RYR1-related myopathies

RYR1-related myopathies are classified in different subtypes mostly based on the histopathological features observed in muscle biopsies of patients (Abath Neto et al., 2017; Garibaldi et al., 2019; Knuiman et al., 2019; Lawal et al., 2020; Table 1). Nevertheless, it must be considered that the histological phenotype associated with RYR1 mutations can differ in individuals with the same variant or change with age in the same patient, and thus classification of RYR1-related myopathies merely based on the histopathological pattern is more complicated than expected. In addition, MH, a nonmyopathic condition, is also strictly linked to RYR1 mutations (Galli et al., 2006).

CCD

Core myopathies represent a heterogeneous group of muscle diseases that can differ clinically, pathologically, and genetically; at histological examination, they share a common pathological feature consisting of areas of muscle fibers, called cores, that do not show oxidative enzyme staining because of a reduced number of mitochondria or decreased oxidative enzyme activity. Accordingly, CCD is characterized, at the histopathological level, by centrally located and well-demarcated cores, presenting with reduced oxidative activity, running almost along the entire axis of the fibers, and mostly present in type 1 fibers (Jungbluth, 2007; Jungbluth et al., 2018; Lawal et al., 2020). Cores can be classified as structured or unstructured based on ATPase activity levels and myofibrillar disruption. Additional histopathological features of CCD include increased central nuclei, endomysial fibrosis, and proliferation of sarcotubular membranes (Garibaldi et al., 2019; Lawal et al., 2020). These cores may also contain structural proteins such as desmin, αβ-crystallin, or SR proteins such as RYR1, triadin, and DHPR (Ogasawara et al., 2020). CCD is the most frequent core myopathy, and RYR1 mutations are found in >90% of patients (Wu et al., 2006; Jungbluth et al., 2018; Lawal et al., 2020).

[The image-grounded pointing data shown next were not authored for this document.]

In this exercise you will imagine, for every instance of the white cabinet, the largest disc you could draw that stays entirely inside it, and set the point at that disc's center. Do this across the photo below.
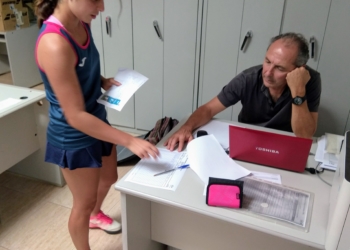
(167, 56)
(308, 17)
(235, 37)
(112, 33)
(334, 68)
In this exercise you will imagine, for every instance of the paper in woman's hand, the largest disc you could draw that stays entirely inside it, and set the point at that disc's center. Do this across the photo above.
(117, 96)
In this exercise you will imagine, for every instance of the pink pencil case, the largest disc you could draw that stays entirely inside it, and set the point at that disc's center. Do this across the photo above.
(224, 193)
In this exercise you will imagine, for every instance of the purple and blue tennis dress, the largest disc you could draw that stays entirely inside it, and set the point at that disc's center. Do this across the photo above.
(66, 146)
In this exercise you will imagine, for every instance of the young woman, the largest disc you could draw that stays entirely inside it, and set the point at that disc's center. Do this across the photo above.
(79, 138)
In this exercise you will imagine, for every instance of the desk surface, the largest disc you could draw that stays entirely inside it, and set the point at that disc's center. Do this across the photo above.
(189, 196)
(15, 92)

Although in RYR1-related myopathies little or no correlation can be found between the clinical phenotype and localization of mutations in the RYR1 channel, mutations in patients with CCD are more frequently localized in the C-terminal region, containing the pore-forming domain of the channel (Wu et al., 2006). CCD can be inherited with a dominant or recessive transmission. CCD due to dominant RYR1 mutations is the most frequent and is usually associated with a mild condition compared with the more severe cases due to recessive inheritance. Clinically, CCD has a typical onset in infancy or early childhood; patients show nonprogressive hypotonia and motor development delay, congenital dislocation of the hips, scoliosis, myalgia, and muscle stiffness; respiratory, bulbar, and cardiac involvement are less common (Bönneman et al., 2014; Lawal et al., 2018; Jungbluth et al., 2018). Serum creatine kinase levels may be moderately elevated or normal (Klein et al., 2011). CCD due to recessively inherited RYR1 mutations presents more severe features such as marked hypotonia, multiple arthrogryposis, and respiratory failure (Bharucha-Goebel et al., 2013). Some, but not all, CCD patients carrying dominant RYR1 mutations may have an increased risk for MH (Rosenberg et al., 2015). On the other hand, RYR1 mutations found in patients with CCD may be present in individuals with MH susceptibility but no sign of myopathy.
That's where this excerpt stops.